Updated on 2024-08-14 GMT+08:00

Parameter Overview

You can use ReleaseDatasetStep to create a dataset release phase. The following is an example of defining a ReleaseDatasetStep.

Table 1 ReleaseDatasetStep

Parameter

Description

Mandatory

Data Type

name

Name of a dataset release phase. The name contains a maximum of 64 characters, including only letters, digits, underscores (_), and hyphens (-). It must start with a letter and must be unique in a workflow.

Yes

str

inputs

Inputs of the dataset release phase

Yes

ReleaseDatasetInput or ReleaseDatasetInput list

outputs

Outputs of the dataset release phase

Yes

ReleaseDatasetOutput or ReleaseDatasetOutput list

title

Title for frontend display

No

str

description

Description of the dataset release phase

No

str

policy

Phase execution policy

No

StepPolicy

depend_steps

Dependency phases

No

Step or step list

Table 2 ReleaseDatasetInput

Parameter

Description

Mandatory

Data Type

name

Input name of the dataset release phase. The name can contain a maximum of 64 characters, including only letters, digits, underscores (_), and hyphens (-), and must start with a letter. The input name of a step must be unique.

Yes

str

data

Input data object of the dataset release phase

Yes

Dataset or labeling job object. Currently, only Dataset, DatasetConsumption, DatasetPlaceholder, LabelTask, LabelTaskPlaceholder, LabelTaskConsumption, and DataConsumptionSelector are supported.

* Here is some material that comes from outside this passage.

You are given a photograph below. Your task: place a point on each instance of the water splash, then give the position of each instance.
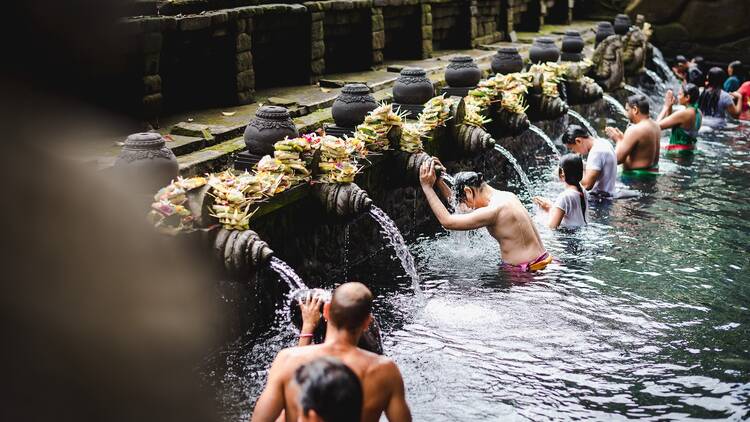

Table 3 ReleaseDatasetOutput

Parameter

Description

Mandatory

Data Type

name

Output name of the dataset release phase. The name can contain a maximum of 64 characters, including only letters, digits, underscores (_), and hyphens (-), and must start with a letter. The output name of a step must be unique.

Yes

str

dataset_version_config

Configurations for dataset version release

Yes

DatasetVersionConfig

Table 4 DatasetVersionConfig

Parameter

Description

Mandatory

Data Type

version_name

Dataset version name. By default, the dataset version is named in ascending order of V001 and V002.

No

str or Placeholder

version_format

Version format, which defaults to Default. You can also set it to CarbonData.

No

str

train_evaluate_sample_ratio

Ratio between the training set and validation set, which defaults to 1.00. The value ranges from 0 to 1.00. For example, 0.8 indicates the ratio for the training set is 80%, and that for the validation set is 20%.

No

str or Placeholder

clear_hard_property

Whether to clear hard examples. The default value is True.

No

bool or Placeholder

remove_sample_usage

Whether to clear existing usage information of a dataset. The default value is True.

No

bool or Placeholder

label_task_type

Type of a labeling job. If the input is a dataset, this field is mandatory and is used to specify the labeling scenario of the dataset version. If the input is a labeling job, this field does not need to be configured.

No

LabelTaskTypeEnum

The following types are supported:

  • IMAGE_CLASSIFICATION
  • OBJECT_DETECTION = 1
  • IMAGE_SEGMENTATION
  • TEXT_CLASSIFICATION
  • NAMED_ENTITY_RECOGNITION
  • TEXT_TRIPLE
  • AUDIO_CLASSIFICATION
  • SPEECH_CONTENT

    SPEECH_SEGMENTATION

  • TABLE
  • VIDEO_ANNOTATION

description

Description of a version

No

str

If there is no special requirement, use the default values.